En effet, contrairement aux apparences, le temps pourrait bien nous manquer car tous les français ne sont pas à égalité devant un apprentissage qui peut s'avérer long et parfois difficile.

Les enjeux sont immenses et exigent de se prémunir contre tout risque d'échec :

- collectif d'abord : une insuffisante maîtrise de la nouvelle monnaie limitera son utilisation ; la consommation s'en trouvera affectée et par voie de conséquence la production et donc l'emploi ;

- individuel à l'évidence : faute de références acquises préalablement à la disparition du franc et bien assimilées sur les prix en euro, nous ne serons plus à même de les comparer, d'en apprécier le montant, de juger au moment du basculement de leur hausse éventuelle ; or, tout le monde redoute cette hausse tout comme les fraudes qu'il faut être en mesure de déceler.

Tous ces problèmes pratiques mal maîtrisés ne peuvent que perturber la vie des français au quotidien.

Il convient donc sans plus tarder de se prémunir contre cet inconfort en utilisant d'ores et déjà toutes les possibilités offertes de pratiquer l'euro :

- en utilisant dans les paiements par chèques les chèques en euros à la place des chèques en francs après avoir obtenu le chéquier correspondant de son banquier, qu'il acceptera de délivrer gratuitement sur simple demande ; mais n'attendez pas son offre ; prenez les devants et sachez que les chèques euros sont acceptés par les commerçants qui pratiquent le double affichage des prix.

- en utilisant dans les mêmes conditions votre carte bancaire dès lors que l'adaptation des terminaux de paiement acceptant les paiements par CB se généralise.

- en mémorisant visuellement les reproductions largement diffusées des billets et pièces euro ; vous pourrez ainsi les utiliser dès leur mise à disposition du public et vérifier de façon fiable et rapide les rendus de monnaie qui seront largement pratiqués en euro dès le 1er janvier 2002.

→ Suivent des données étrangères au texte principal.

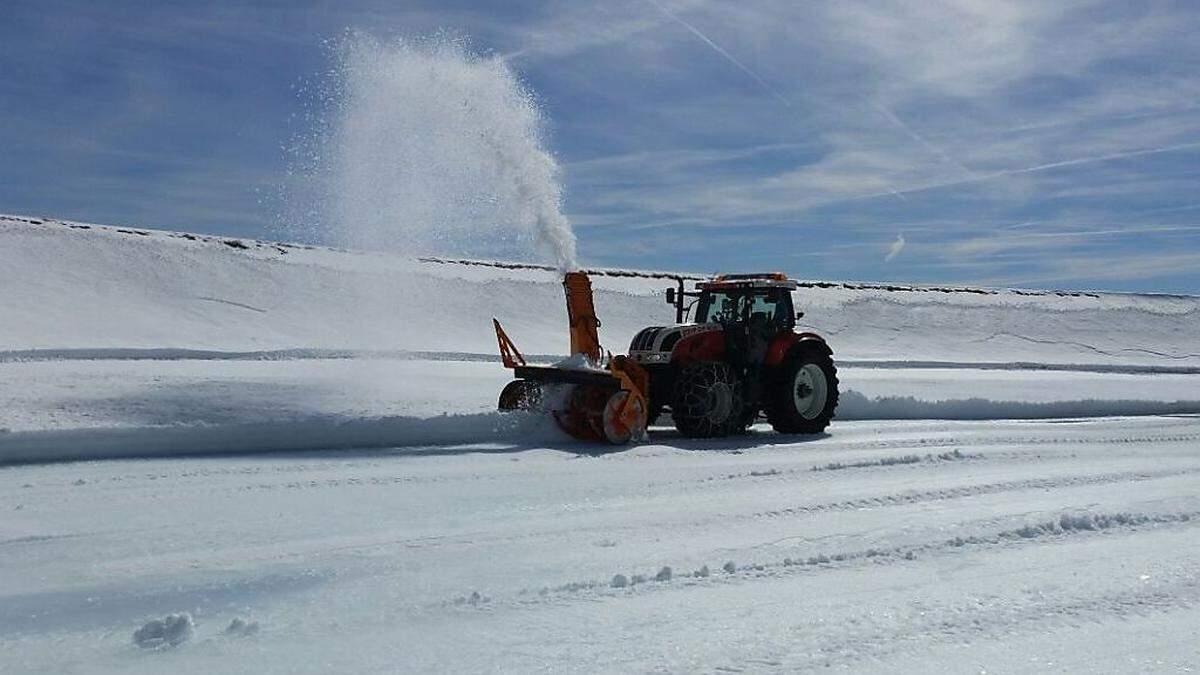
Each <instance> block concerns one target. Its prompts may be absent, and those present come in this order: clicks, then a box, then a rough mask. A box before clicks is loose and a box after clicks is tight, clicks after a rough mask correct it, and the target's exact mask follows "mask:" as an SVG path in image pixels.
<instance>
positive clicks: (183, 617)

Ne contribuez pas à l'attente aux caisses qui risque d'être la plaie de l'introduction de l'euro faute d'une adaptation préalable à l'utilisation de tous les nouveaux moyens de paiement en euro qu'implique la disparition du franc (c'est ainsi par exemple que l'émission de chèques en franc ne sera plus possible dès le 1er janvier 2002).

EN BREF :

- Faîtes en sorte d'acquérir autant de repères en euro sur les prix que vous en avez en franc.

- Utilisez les chèques de paiement en euro qui ne donnent pas lieu à frais particuliers.

- Apprenez l'euro à ceux qui vous entourent et d'abord à ceux qui seront en difficulté pour le faire et ont besoin de votre aide.

L'apprentissage de la nouvelle monnaie procède certes de l'effort de chacun mais il doit s'intégrer dans une démarche collective de solidarité à engager sans plus tarder.

* Ce document a été élaboré à l'initiative des représentants des professionnels et consommateurs membres du CNC. Il a été approuvé par le Comité National de l'Euro.